An evolutionist named William Provine, studying under Cornell University’s academic umbrella, once observed that:

“Darwinism is not just about mutations and fossils; it is a comprehensive philosophy stating that all life can be explained by natural causes acting randomly – which implies that there is no need for the Creator. And if God did not create the world, then the entire body of Christian belief collapses.”

And what’s really at stake here is this: the entire framework of what’s BEHIND the universe’s hidden curtain. There’s either a creative Designer behind what we see in the surging ocean and the vast reaches of space . . . or there’s nothing but the random jiggling of atoms and a one-in-a-trillion flinging together of a world where people just start growing.

And if there’s nothing here but accidents, then what happens to right and wrong? Is there any such thing as pure morality, or just what 51% of us, or the strongest 2% with weapons of mass destruction, can muscle onto the law books? Is there a “Law behind the law”? Are some things evil or holy despite what the Supreme Court may say? Believers – and senators and congresspersons who are believers – have always searched carefully for the “transcendent moral order” that can serve as a kind of framework for man’s own laws, even in a wisely secular nation like the United States, where we appreciate our First Amendment. As President Coolidge once observed:

“Men do not make laws. They do but discover them.”

But other national leaders, who hold to the Darwinian point of view, instead craft legislation simply based on what will hold the random elements of society together. Oliver Wendall Holmes, who operated effectively in that camp, suggested that:

“Laws are merely a codification of political policies judged to be socially and economically advantageous. Law is reduced to a managerial skill used in the service of social engineering – the dominant view in the legal profession today.”
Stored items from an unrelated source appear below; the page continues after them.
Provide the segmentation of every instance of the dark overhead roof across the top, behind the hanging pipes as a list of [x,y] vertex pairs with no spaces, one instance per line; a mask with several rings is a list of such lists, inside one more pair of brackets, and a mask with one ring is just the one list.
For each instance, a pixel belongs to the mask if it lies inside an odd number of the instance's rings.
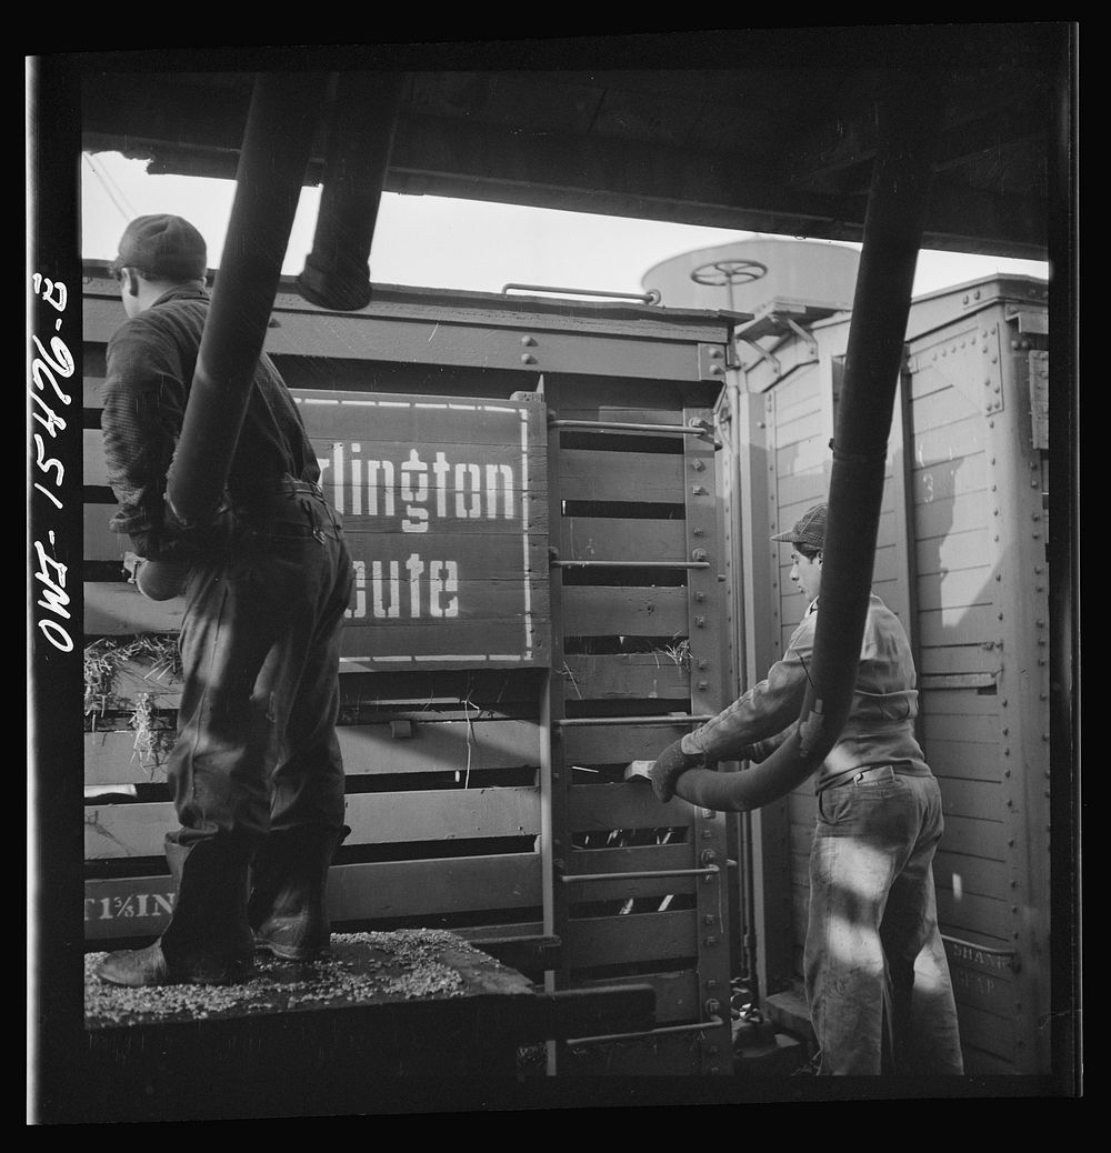
[[[1001,35],[991,30],[989,43]],[[1049,73],[1009,40],[1008,68],[974,67],[975,42],[945,42],[963,52],[962,95],[939,148],[923,243],[1044,259]],[[853,38],[855,48],[866,43]],[[827,61],[831,75],[783,67],[787,59],[705,81],[701,69],[674,68],[412,73],[383,189],[859,242],[874,70],[859,51],[851,68]],[[215,83],[102,74],[83,93],[84,146],[149,158],[151,173],[232,179],[248,96],[232,74]],[[307,183],[321,181],[323,143]]]

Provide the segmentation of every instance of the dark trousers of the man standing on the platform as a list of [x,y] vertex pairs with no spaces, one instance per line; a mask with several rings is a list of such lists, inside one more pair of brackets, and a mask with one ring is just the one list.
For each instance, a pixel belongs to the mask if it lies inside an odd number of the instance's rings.
[[180,634],[178,740],[167,766],[181,828],[248,861],[270,832],[339,830],[339,645],[352,565],[316,485],[237,500],[197,563]]

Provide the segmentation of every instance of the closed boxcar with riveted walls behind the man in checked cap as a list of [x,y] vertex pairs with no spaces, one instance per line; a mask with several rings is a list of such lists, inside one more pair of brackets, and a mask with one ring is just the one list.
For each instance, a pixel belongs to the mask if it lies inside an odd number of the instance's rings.
[[[768,536],[823,499],[847,312],[775,310],[738,345],[749,676],[805,605]],[[785,309],[785,314],[789,310]],[[966,1067],[1045,1073],[1050,1033],[1046,286],[992,278],[915,301],[893,421],[874,589],[907,627],[919,731],[946,831],[934,876]],[[797,1007],[815,820],[804,785],[755,819],[761,989]]]

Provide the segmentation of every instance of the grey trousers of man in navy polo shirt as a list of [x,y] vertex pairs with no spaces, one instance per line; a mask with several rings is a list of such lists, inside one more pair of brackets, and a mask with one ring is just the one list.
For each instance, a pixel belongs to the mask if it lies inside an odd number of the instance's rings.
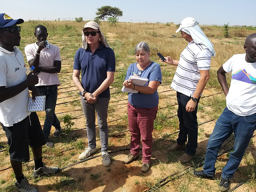
[[98,126],[100,130],[100,144],[101,152],[108,151],[108,103],[109,97],[97,98],[94,103],[86,103],[81,96],[81,103],[86,119],[86,131],[88,138],[88,147],[96,147],[96,124],[95,124],[95,110],[97,112]]

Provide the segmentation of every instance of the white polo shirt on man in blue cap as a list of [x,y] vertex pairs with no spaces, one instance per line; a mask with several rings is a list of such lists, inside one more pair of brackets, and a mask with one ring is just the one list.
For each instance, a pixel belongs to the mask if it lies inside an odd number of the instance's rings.
[[[14,52],[0,47],[0,86],[12,87],[27,79],[26,65],[20,50],[14,46]],[[6,127],[13,126],[25,119],[28,108],[28,88],[18,95],[0,103],[0,122]]]

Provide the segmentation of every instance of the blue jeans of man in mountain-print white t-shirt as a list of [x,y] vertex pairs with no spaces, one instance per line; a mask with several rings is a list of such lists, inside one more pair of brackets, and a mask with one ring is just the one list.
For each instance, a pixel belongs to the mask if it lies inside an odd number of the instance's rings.
[[203,167],[204,172],[209,176],[215,174],[215,162],[220,147],[234,132],[234,151],[230,153],[228,162],[222,169],[221,174],[224,179],[232,178],[244,156],[255,127],[256,113],[249,116],[238,116],[226,107],[216,121],[214,130],[208,140]]

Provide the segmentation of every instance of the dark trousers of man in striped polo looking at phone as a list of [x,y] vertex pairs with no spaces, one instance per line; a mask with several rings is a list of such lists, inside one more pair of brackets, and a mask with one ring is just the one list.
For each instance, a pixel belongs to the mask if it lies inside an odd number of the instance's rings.
[[198,98],[196,103],[196,108],[192,112],[186,111],[186,105],[191,97],[184,95],[180,92],[177,92],[177,101],[178,101],[178,118],[179,118],[179,137],[177,139],[177,143],[179,145],[185,143],[188,138],[188,143],[185,149],[185,153],[190,156],[196,154],[197,148],[197,132],[198,132],[198,124],[197,124],[197,106],[200,98]]

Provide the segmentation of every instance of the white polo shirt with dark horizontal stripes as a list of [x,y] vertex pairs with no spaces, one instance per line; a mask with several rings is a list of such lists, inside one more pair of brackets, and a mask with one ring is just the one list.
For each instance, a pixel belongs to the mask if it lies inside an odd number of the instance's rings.
[[211,57],[212,53],[206,46],[189,42],[180,54],[171,87],[188,97],[193,96],[201,77],[199,70],[210,70]]

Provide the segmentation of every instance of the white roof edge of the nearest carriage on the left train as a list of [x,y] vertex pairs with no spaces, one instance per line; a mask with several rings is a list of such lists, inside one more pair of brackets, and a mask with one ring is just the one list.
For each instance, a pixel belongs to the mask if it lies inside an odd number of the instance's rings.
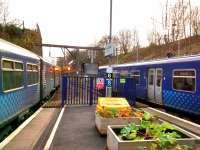
[[39,57],[35,53],[33,53],[25,48],[22,48],[18,45],[15,45],[8,41],[5,41],[1,38],[0,38],[0,51],[5,51],[5,52],[9,52],[9,53],[13,53],[13,54],[17,54],[17,55],[21,55],[21,56],[39,60]]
What else does the worldview of Darwin give us? That Cornell scholar, Dr. Provine, concludes with these chilling words:

“Consistent Darwinism means: ‘No life after death; no ultimate foundation for ethics; no ultimate meaning for life; no free will.’”

That’s from a videotaped debate, dating back to 1994, held at Stanford. And friend, if we came FROM nothing, then it’s certain that we’re heading TO nothing – nothing but two faded dates carved on a tombstone. Colson puts it in five words:

“Our origin determines our destiny.”

Friend, I’m humble enough to say: evolution may be how we all got here. Maybe so. And if that’s what happened, then the Christian faith – and our 75 years here on the radio – have been an interesting but random exercise in spiritual futility. But I’ve seen the face of a newborn baby. I’ve seen Banff National Park and Lake Louise. I’ve seen adulterers become sainted men of God, faithful husbands, because they were touched by the hand of the Designer. I’ve not only read how the Bible promises a victorious conclusion to this very real experiment we call sin, but I already see the inexorable movements as God’s family draws closer and closer to the moment of rescue.

Yes, there are two worldviews out there. And this is mine.